――ライブはどんな雰囲気になるのか観てみたい気がしました。

柴田:ねぇー。ロックの曲だけで、もうずーっとボルテージアップのままで、ライブとか超やりたい!だって今までの私の歌って、もう本当に難しいんですよ!私が歌うにしても難しくて。きっと、作るのは好きなんですよね。歌うことまで考えないで作っているので。ファンの人も、どんなに思い入れの深い曲が並んでても、単調で同じ様な曲が並んでいると、やっぱり疲れてくるんですよね。人間ですから、絶対に。だから、メリハリのあるライブをやりたいなとか思いますし、もう王道の柴田淳はファンの人もいい加減に飽きる寸前まで来てると思うんですよ。もうちょっと新しい風を感じたいと絶対に思ってるはずなので。だから、ちょっとロック調な柴田淳を、もうちょっと増やしていけたらなと思いますね。

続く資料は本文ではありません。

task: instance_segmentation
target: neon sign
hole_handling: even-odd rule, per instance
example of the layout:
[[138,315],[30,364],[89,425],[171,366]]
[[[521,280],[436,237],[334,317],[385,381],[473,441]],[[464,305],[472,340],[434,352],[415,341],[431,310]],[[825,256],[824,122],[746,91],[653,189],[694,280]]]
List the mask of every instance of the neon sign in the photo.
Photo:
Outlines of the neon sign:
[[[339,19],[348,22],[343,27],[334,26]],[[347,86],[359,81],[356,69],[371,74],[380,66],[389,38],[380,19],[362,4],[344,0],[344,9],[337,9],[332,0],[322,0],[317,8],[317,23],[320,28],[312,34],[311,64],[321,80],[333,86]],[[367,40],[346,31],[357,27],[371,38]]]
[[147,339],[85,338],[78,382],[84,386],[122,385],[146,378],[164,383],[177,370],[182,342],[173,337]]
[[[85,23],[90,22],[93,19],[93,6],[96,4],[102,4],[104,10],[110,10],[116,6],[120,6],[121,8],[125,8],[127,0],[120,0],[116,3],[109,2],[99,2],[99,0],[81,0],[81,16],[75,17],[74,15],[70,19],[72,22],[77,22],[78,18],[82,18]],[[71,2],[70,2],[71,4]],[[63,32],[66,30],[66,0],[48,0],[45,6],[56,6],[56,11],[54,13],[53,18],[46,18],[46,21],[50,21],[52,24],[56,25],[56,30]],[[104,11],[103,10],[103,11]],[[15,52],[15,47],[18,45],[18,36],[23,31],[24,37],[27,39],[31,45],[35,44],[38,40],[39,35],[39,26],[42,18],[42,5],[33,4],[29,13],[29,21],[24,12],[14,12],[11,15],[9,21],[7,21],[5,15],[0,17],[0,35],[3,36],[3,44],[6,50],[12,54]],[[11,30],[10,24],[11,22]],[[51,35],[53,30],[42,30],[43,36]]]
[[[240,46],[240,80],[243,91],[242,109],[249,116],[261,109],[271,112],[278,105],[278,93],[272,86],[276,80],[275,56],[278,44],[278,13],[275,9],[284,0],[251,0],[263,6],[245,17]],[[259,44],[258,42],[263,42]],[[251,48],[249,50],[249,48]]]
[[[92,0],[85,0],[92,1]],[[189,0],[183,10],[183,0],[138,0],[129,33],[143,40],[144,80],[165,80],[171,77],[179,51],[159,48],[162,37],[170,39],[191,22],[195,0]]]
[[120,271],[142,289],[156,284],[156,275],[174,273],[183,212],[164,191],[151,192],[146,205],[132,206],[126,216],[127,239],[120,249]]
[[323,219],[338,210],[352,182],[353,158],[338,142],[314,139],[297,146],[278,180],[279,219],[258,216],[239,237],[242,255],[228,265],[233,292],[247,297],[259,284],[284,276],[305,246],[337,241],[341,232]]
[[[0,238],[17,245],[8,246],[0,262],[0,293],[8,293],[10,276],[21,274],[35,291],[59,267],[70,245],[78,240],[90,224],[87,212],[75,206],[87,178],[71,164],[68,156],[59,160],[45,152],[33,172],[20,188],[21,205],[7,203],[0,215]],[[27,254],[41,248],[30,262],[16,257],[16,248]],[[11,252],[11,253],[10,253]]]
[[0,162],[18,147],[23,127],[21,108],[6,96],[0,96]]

――個人的に1番好きなのは、4曲目の「うちうのほうそく」なんですよ。

柴田:あぁー!(笑)。ありがとうございます。

――この曲のアレンジは、塩谷さんとどのようにして決めたんですか?

柴田:ちょっとテンションコードが弾けるぐらいの、「こんな感じがジャズでしょう?」みたいな、ジャズをかじった程度の人じゃ絶対にダサくなるっていうのは分かってて。本格的というか、もうジャズピアニストじゃないと無理っていうのは、作ってる時から思ってたんですね。でも、メロディがほんのちょっと変化するだけで、またスタート地点に戻る、ってループしてるだけなので。普通のジャズピアノを弾いてもらうだけでも、つまらなかったりするから、「どうしよう?」と思ってて。ループしてない普通の曲だったら、A-A-B-サビ、2番はA-B-サビ、最後は大サビが来て終わりとか、大体の展開が組めるので。私は、アレンジが出来た後に初めて詞を書き始めたりするので、構成はアレンジャーさんに任せることが多かったりするんですけど、今回はループしてるだけなので「構成を決めてくれないと、どうにでも出来ちゃうから、やりようが無い。構成を決めてくれ」って言われて。私も「そりゃ困るよな」とか思って、「頑張りまーす」って書いたんです(笑)。詞を何個も書いて、こういう日頃思ってた素朴な疑問を全部並べて、自分で構成を考えて決めたんですけど。

塩谷さんに相談した時も、「これってさぁ、ジャズピアノを弾いたら、もう想像つくじゃん。誰でも思い付くのをやるだけだと、面白くないよね」って言われて。「そうなんですよー、そういうのもあったから、なおさら塩谷さんだったんですよ。」と言って。ここまでの技量のある人が敢えてこのぐらいの力しか使わないジャズと、ここまでしかジャズが弾けない人がやるのとでは、余裕が違うんですよね。今回のアルバムはやっぱり全体的にちょっと重くて、唯一これが救いだったりするので、「“楽しい”“面白い”がテーマでお願いします!」と言って。「ピアノだと誰でも想像がつくから、ピアノメインじゃなくて、おもちゃ箱をひっくり返したような、おもちゃが動きだすような感じでやってみようか」と言ってやったんですよね。そしたら、こんな風になった。

――今までの曲をずっと聴き続けてきたわけではないので、イメージでしかないんですけど、個人的には柴田さんに対して、周りの人が言うほど暗いイメージを持っていなかったんですよね。

柴田:そうですか!?

――精神的な振り幅が広いというか、落ちる時はとことん落ちるだろうし。

柴田:あぁー、そうですね。でもね、本当に0か100しかない。落ちる時はもう徹底的に。中途半端に落ちるんじゃなくて、もうこの世の終わり的に落ちて、ハイテンションの時は、誰よりも幸せだと思う。今は誰より…幸せではないけど(笑)、元気な時は悩みが無い。誰でもそうか?(笑)。何でしょうね、よく分からないというのが、いいテンションなのかな。